Titanium dioxide nanoparticles (TiO₂ NPs) are being studied extensively for their drug delivery applications. Their properties can be modified by carefully controlling the synthesis parameters. They can be effectively functionalized using different coatings and surfactants. TiO₂ NPs can be tweaked to respond to different stimuli such as light, sound, pH, and temperature and initiate the drug release as has been seen in different studies.^9,10 The extensive study of TiO₂ nanoparticles is not solely due to their ease of functionalization, flexibility and usability they offer. Rather, it is the highly encouraging results obtained from their application in drug delivery that have led to such extensive research. Recently, Uribe-Robles et al.¹¹ functionalized TiO₂ nanospheres with folic acid for the targeted delivery of temozolomide for the treatment of glioblastoma. The nanocarriers exhibited high loading capacity and retained the drug for 48 h, which was successfully internalized into the cancer cells resulting in high cytotoxicity. Abdel-Megeed et al.¹² found that TiO₂ nanostructures loaded with adriamycin showed a significant upregulation of ATP-binding cassette transporter membrane proteins and downregulation of the C-myc gene, which make them a promising candidate for addressing the drug resistance issue associated with adriamycin and for enhancing its therapeutic efficacy against breast cancer.

In developing a smart drug delivery system for targeted drug delivery, it is essential for the nanocarrier loaded with the drug to effectively navigate to the intended site without premature release. Once at the target site, the drug should be released. While recent studies have focused on drug delivery, there is limited exploration into the transportation of drug-carrying nanocarriers to the target location to minimize unwanted side effects caused by the drug circulating throughout the body and being released at undesired sites. In this study, we investigated the pH-responsive release profile of the chemotherapeutic drug imatinib from PEGylated iron supplement-coated rutile TiO₂ NPs. The coating with iron supplement was performed to induce a magnetic response in the NPs so that they respond to the applied magnetic field. The formulation used to synthesize the final version of NPs ensures that the PEG chains will rupture and the NPs will degrade to release the drug only around acidic pH (considering the fact that the pH around the tumors is mostly acidic). The magnetic properties of bare and drug-loaded NPs were studied and in vitro drug release was inspected over acidic, neutral and basic pH levels. Moreover, an attempt to understand the drug release mechanism from different formulations was also made using different mathematical models.

2 Experimental section

2.1 Materials

Materials used were titanium tetraisopropoxide (TTIP), ethanol, nitric acid (HNO₃), PEG 4000 solution, phosphate buffer saline (PBS) solution of pH 7.4, acetate buffer solution of pH 4.4, borate buffer solution of pH 9.0 and deionized (DI) water. These were obtained from Sigma Aldrich Pvt. Ltd, Bangalore, India, and were used without any further purification.
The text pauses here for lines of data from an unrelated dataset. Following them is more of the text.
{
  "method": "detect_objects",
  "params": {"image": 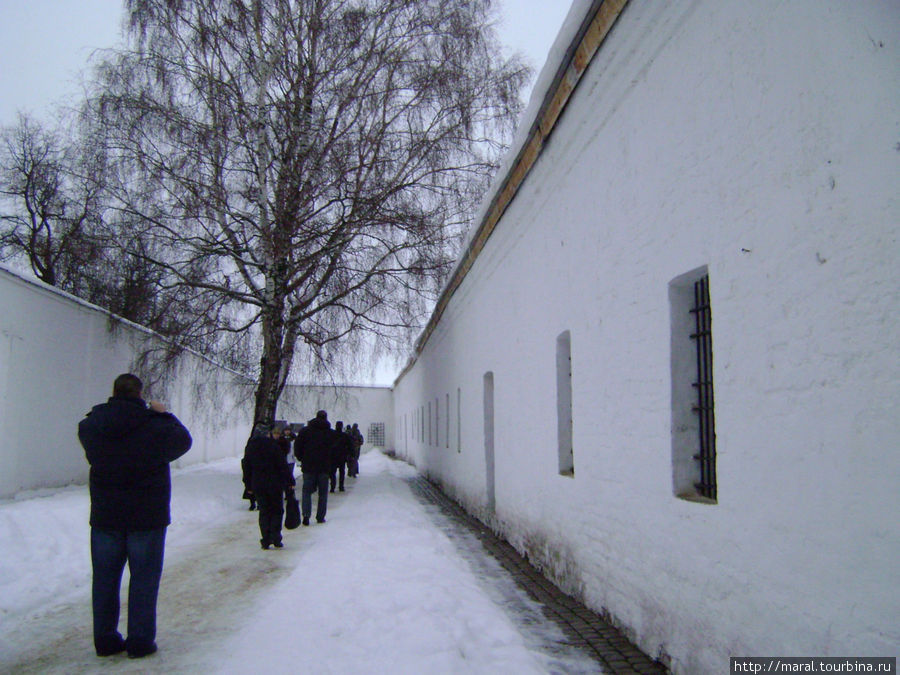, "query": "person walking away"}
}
[244,423,290,550]
[331,420,353,492]
[349,422,364,478]
[278,422,297,492]
[78,373,192,658]
[294,410,333,525]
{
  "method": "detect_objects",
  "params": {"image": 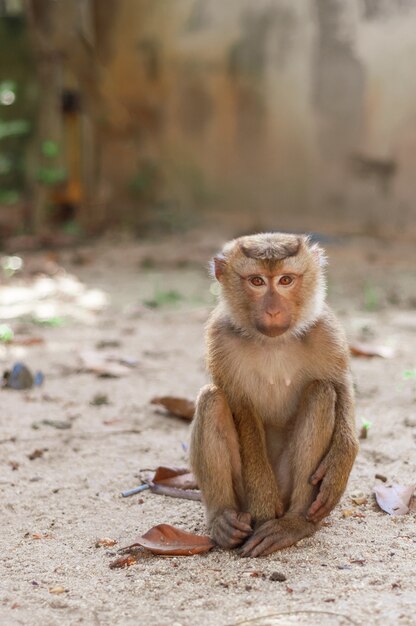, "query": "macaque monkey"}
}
[191,233,358,557]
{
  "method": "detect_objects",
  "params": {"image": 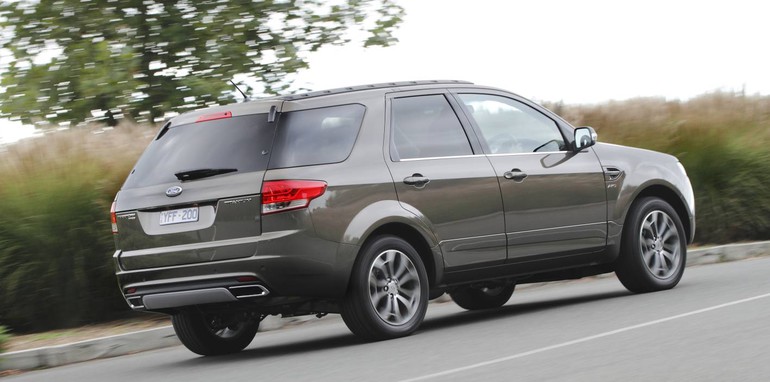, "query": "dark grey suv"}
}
[112,81,695,355]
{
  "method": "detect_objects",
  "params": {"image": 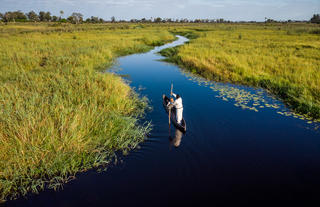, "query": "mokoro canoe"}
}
[162,95,187,133]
Ferrous ascorbate with folic acid tablets under the brand name FericipXT manufactured by Cipla Ltd. were purchased from pharmaceuticals in Chandigarh, India. Dialysis tubing and clips were purchased from Himedia. IKA-RCT basic IKAMAG safety control magnetic stirrer with a hot plate from Merck, India was used. pH testing kit by Insif, India was used to determine the final pH of the solution. For calcination, a muffle furnace supplied by Insif, India was used. Conical high alumina crucibles of volume 30 ml supplied by Thomas Scientific were used for high-temperature calcination.

2.2 Methods

2.2.1 Synthesis of PEGylated iron supplement-coated rutile TiO₂ NPs. Rutile TiO₂ NPs were synthesized following the sol–gel method. The procedure for synthesis was the same as adopted by us in our previous study with the only difference being that the quantity of the nitric acid was chosen to obtain the pH of the final solution 1.0.¹³ Further, TiO₂ NPs were calcined at 800 °C to obtain the desired rutile phase. To enhance the magnetic behaviour of the rutile TiO₂ NPs, they were coated with FericipXT tablets (iron supplement) with a 1 : 1 core : shell ratio. The ratio of 1 : 1 was decided based on our previously obtained results, which served as preliminary data for this study.¹⁴ 1 : 1 core : shell ratio ensured significant coating of the shell material over the host material while also keeping the properties of the host intact. For coating, the procedure mentioned by Mehr et al.¹⁵ was followed. Briefly, an optimal amount of FericipXT tablets was added to 250 ml of DI water. Next, TiO₂ NPs were added followed by dropwise addition of 1 M NaOH solution. Finally, the solution was heated to reflux at 90 °C. The resulting solution was centrifuged, washed with DI water and calcined at 800 °C. The characteristic white color of TiO₂ NPs was changed to brown, indicating the formation of Fe²⁺ coating on them. For PEGylation, the synthesized iron supplement-coated rutile TiO₂ NPs were added to a 1% concentration of PEG 4000 solution and stirred for one day at 750 rpm. A lower PEG concentration was chosen to avoid the growth of a thicker PEG layer on the NPs. For the final step, PEG-coated NPs were centrifuged at 9000 rpm for 30 min at room temperature, washed with distilled water and dried.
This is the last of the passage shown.